Carta a uma estudante negra

Claudia Mayorga

Cara Maria,

No último dia 20 de novembro, durante o evento realizado pelo Programa Conexões de Saberes e Educafro para comemoração do Dia da Consciência Negra, você me procurou e me contou algumas histórias. Uma delas foi sobre uma situação de racismo que sofreu quando assistia a uma aula no seu curso de graduação. Indignada, você me dizia o quanto se sentiu humilhada e constrangida ao ouvir o professor da disciplina que estava cursando falar barbaridades do seu povo, o povo negro, além do desprezo manifesto em relação à sua pessoa. Você me dizia da sua vontade de gritar, das suas tentativas de olhar para os lados, procurando alguma solidariedade, mas os que estavam ao redor pareciam não se importar com aquilo que era dito por aquele professor e que tanto lhe feria. Parecia que todos concordavam com aquelas afirmações; pelo menos o silêncio imperante levou-a a esta conclusão. Você me contou de outras lembranças, de situações em que também sofreu racismo e da sua esperança de que não encontraria situações como essa na universidade, de onde está afastada por acreditar que talvez não seja um lugar para você.

Enquanto falava, me recordava de várias outras histórias de estudantes negros e negras da UFMG que já ouvi. Sim, Maria, a sua história é a de muitos que vivem em condições de desigualdade em nossa sociedade e são tratados como inferiores e subalternos por sua cor e raça. Sim, o racismo está no cotidiano de todos nós, mesmo que alguns insistam em dizer que não enxergam nada disso e que o Brasil é o país da democracia racial.

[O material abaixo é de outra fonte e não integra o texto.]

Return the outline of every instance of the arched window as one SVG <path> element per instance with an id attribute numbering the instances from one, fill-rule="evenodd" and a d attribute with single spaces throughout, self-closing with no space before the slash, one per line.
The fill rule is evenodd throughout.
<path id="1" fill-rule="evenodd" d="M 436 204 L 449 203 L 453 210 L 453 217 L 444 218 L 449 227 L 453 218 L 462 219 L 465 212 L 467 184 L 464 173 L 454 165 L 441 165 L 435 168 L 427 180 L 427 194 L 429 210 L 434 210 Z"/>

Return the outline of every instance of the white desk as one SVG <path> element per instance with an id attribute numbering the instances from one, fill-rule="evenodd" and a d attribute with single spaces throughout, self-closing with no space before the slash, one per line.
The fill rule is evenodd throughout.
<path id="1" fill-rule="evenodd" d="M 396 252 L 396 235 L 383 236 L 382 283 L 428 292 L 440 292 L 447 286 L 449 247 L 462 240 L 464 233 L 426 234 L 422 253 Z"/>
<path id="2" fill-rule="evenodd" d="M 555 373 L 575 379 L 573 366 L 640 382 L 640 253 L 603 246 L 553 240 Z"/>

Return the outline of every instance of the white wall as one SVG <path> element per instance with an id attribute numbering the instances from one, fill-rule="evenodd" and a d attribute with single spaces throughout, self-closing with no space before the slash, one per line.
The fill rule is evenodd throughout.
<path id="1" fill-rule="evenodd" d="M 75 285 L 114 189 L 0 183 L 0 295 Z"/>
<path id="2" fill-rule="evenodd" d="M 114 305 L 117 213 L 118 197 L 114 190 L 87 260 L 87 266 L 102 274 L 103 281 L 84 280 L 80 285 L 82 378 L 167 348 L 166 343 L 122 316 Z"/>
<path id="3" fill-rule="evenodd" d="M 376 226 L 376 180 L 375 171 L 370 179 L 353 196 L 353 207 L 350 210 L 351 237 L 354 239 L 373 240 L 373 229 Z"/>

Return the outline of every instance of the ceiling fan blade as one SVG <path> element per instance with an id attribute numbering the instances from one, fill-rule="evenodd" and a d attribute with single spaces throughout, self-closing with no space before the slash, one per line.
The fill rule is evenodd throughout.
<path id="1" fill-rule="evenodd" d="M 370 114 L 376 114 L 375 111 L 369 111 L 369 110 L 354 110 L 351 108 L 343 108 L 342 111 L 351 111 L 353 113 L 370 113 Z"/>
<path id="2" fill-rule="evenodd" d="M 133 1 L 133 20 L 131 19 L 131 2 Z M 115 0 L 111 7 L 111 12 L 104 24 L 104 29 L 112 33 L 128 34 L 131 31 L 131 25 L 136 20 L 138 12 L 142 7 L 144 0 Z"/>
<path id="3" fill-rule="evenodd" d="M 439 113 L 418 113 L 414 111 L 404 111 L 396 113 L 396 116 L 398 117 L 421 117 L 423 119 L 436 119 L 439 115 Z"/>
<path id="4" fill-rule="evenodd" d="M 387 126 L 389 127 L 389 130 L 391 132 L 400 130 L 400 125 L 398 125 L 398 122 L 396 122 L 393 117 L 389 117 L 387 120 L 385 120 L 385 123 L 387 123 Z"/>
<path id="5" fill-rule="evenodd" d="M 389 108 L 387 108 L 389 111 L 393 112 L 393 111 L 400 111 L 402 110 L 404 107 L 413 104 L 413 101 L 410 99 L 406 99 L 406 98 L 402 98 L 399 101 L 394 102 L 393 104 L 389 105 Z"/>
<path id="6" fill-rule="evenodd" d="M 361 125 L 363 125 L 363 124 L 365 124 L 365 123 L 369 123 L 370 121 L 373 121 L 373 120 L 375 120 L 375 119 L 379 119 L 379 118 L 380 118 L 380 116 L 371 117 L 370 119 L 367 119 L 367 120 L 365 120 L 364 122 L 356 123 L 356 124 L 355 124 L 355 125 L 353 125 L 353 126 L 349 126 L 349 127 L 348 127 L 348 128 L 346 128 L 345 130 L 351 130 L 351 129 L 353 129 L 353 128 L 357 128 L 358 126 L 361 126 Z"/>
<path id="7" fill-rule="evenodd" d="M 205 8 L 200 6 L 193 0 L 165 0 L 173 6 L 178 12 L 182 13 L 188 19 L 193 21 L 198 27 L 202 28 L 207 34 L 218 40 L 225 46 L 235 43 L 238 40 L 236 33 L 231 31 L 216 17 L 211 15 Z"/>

Maria, essa realidade é deplorável e coisas importantes estão acontecendo em nosso país para transformá-la. Essa é a nossa esperança e muitos estão lutando por isso há bastante tempo. No mesmo dia 20 quando conversamos, dia também em que Zumbi dos Palmares morreu lutando pela dignidade e independência do povo negro em 1695, data em que se comemora a resistência do negro à escravidão e opressão, a Câmara dos Deputados aprovou projeto que reserva no mínimo 50% das vagas nas universidades públicas federais para estudantes que tenham realizado integralmente o ensino médio em escolas públicas. Dentro desta cota, haverá ainda subcotas para beneficiar negros, indígenas e estudantes de baixa renda. No texto aprovado, as universidades teriam quatro anos para se adequar às cotas, e a divisão delas será feita de acordo com o percentual de negros, pardos e índios encontrados na população de cada estado em que se localiza a instituição de ensino.

Tal aprovação, fruto de luta histórica do movimento negro no Brasil e de outros atores que foram abraçando essa bandeira, nos coloca, uma vez mais, diante de uma reflexão acerca da democratização da universidade. Tal projeto, cujo próximo passo é a aprovação no Senado, reconhece alguns pontos fundamentais para a luta pela igualdade racial em nosso país, que gostaria de destacar aqui.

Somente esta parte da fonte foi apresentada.